What strikes me the most is the marked hostility toward and contempt for the Gods in so much of their rhetoric. I find it just…sad. It’s almost as though their only purpose in choosing to disrupt polytheism is so that they can work out their anger toward Divine authority by preventing anything good from being built for Them. As i said: sad. 


Posted on August 15, 2016, in community, Polytheism, Uncategorized and tagged , , , , . Bookmark the permalink. 6 Comments.

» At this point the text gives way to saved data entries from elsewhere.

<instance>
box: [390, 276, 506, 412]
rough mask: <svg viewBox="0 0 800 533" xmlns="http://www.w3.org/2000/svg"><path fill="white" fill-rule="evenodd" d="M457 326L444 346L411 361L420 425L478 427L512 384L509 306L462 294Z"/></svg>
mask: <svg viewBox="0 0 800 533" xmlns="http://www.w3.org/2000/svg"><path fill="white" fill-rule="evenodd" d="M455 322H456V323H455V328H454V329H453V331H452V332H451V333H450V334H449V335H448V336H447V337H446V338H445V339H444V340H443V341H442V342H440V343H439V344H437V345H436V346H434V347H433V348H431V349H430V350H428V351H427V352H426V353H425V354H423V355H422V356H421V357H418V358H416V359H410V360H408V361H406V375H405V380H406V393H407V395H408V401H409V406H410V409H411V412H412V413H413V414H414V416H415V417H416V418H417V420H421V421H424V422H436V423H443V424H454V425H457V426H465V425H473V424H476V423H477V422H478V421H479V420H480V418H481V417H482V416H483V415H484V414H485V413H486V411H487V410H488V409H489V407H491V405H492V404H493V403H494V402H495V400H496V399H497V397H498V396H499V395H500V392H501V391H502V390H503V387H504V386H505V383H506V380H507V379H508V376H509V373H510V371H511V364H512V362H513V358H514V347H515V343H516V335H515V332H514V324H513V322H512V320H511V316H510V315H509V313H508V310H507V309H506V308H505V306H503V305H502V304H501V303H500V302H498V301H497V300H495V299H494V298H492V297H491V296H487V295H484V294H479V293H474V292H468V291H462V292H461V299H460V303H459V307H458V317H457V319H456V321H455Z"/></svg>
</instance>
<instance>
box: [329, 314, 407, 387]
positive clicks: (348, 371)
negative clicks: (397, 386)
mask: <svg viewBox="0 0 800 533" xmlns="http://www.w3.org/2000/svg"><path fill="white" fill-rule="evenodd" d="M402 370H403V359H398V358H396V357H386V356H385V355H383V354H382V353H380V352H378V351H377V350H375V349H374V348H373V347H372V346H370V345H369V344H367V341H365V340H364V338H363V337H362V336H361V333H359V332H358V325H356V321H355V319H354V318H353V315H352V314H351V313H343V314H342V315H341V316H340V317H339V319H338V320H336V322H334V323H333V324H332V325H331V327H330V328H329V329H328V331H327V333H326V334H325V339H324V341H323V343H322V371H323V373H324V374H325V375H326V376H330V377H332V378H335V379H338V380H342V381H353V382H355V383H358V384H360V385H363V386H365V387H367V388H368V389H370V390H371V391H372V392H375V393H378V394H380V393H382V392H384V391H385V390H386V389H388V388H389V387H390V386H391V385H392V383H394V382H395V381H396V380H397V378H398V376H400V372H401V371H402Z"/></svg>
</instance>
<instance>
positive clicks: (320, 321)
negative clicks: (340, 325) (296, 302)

  1. I’m glad you liked it!

    Can I ask, please: pronouns in your subject line aren’t applicable to me. “eir” would be the correct one in this instance. Thank you! 😉


  2. I agree with problems with authority. Most of the Pagans that I know have tremendous issues concerning the Christian religion. The ones who seem to be the most anti-authority are the ones from fundamental sects such as Mormonism and Baptism and some forms of Catholicism. They come into Paganism seeking relief from religious authority, and spout the mantra “Spiritual, not religious.” This particular mantra is a part of American culture and goes back to the 19th century. I remember learning about the mantra from A.A. people who quoted Bill Wilson of the 1930s. So the anti-theist thread is a part of American religious culture.

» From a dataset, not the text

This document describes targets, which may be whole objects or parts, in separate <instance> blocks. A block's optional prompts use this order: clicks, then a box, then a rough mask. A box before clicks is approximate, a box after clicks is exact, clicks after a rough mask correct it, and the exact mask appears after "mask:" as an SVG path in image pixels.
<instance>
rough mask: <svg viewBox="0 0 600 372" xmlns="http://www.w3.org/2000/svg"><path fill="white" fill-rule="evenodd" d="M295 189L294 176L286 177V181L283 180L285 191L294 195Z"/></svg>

    I think that Paganism is the latest in a string of American religious attempts at utopia. Somehow if we are free from religious authority, we can create a New World of love. Dybing’s writings have alluded to this impulse – to remake the old world into a new one of social justice for all. Only problem is that these new worlds fail miserably over how to operate them. Disagreements about who does the work seem to abound.

    Reactionaries in the American religious sense are those who cling to the old order of authority and structure. Think of Dybing and the others trying to bring about a brave new world, only to be frustrated by people like us who don’t share in their vision.

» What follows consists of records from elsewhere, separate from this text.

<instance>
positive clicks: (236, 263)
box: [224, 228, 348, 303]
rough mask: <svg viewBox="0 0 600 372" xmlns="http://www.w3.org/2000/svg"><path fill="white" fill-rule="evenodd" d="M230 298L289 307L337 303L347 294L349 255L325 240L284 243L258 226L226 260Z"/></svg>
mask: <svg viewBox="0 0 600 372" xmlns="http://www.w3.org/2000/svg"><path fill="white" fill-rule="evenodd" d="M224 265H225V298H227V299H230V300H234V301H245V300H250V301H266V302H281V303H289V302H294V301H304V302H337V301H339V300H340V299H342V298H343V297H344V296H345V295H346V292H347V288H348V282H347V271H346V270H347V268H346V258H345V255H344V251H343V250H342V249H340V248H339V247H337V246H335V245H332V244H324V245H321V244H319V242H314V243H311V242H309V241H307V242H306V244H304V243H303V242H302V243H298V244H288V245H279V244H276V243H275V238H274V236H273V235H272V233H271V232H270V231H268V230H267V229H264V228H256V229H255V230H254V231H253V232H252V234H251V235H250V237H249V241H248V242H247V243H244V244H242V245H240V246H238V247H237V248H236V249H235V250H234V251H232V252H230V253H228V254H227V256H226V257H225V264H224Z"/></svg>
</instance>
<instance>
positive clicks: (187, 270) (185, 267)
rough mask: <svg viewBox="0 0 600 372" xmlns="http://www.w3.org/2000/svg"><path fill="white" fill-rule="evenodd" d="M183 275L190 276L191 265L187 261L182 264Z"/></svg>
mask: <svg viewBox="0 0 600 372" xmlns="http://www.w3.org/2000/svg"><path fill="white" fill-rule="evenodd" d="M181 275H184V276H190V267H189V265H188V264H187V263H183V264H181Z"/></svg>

    Again I refer to Norman Cohn’s classic “Pursuit of the Millennium: Revolutionary messianism in medieval and Reformation Europe and its bearing on modern totalitarian movements.”

    From Cohn’s book
    As for the Communists, they continue to elaborate, in volume after volume, that cult of Thomas Muntzer which was inaugurated already by Engels. But whereas in these works the prophetae of a vanished world are shown as men born centuries before their time, it is perfectly possible to draw the opposite moral — that, for all their exploitation of the most modern technology, Communism and Nazism have been inspired by phantasies which are downright archaic. And such is in fact the case. It can be shown (though to do so in detail would require another volume) that the ideologies of Communism and Nazism, dissimilar though they are in many respects, are both heavily indebted to that very ancient body of beliefs which constituted the popular apocalyptic lore of Europe.

    More discussion at this site:


  3. Problems with authority seems to be the major commonality among the anti-divinity ultra-radical crowd. They just loathe the very idea of being told what to do, that everyone’s opinion isn’t equal, that they are incorrect, or worse of all, no.


    • ganglerisgrove

      well, everyone’s opinion isn’t equal. If i want to have surgery, I want a trained surgeon working on me. If i need a lawyer, i want someone who passed the bar, and in matters of theology, i want, oh i don’t know, maybe people devoted to the Gods and trained in theology. I think PSVL really nailed it here: the problem is this idea that all expertise is interchangeable. It isn’t.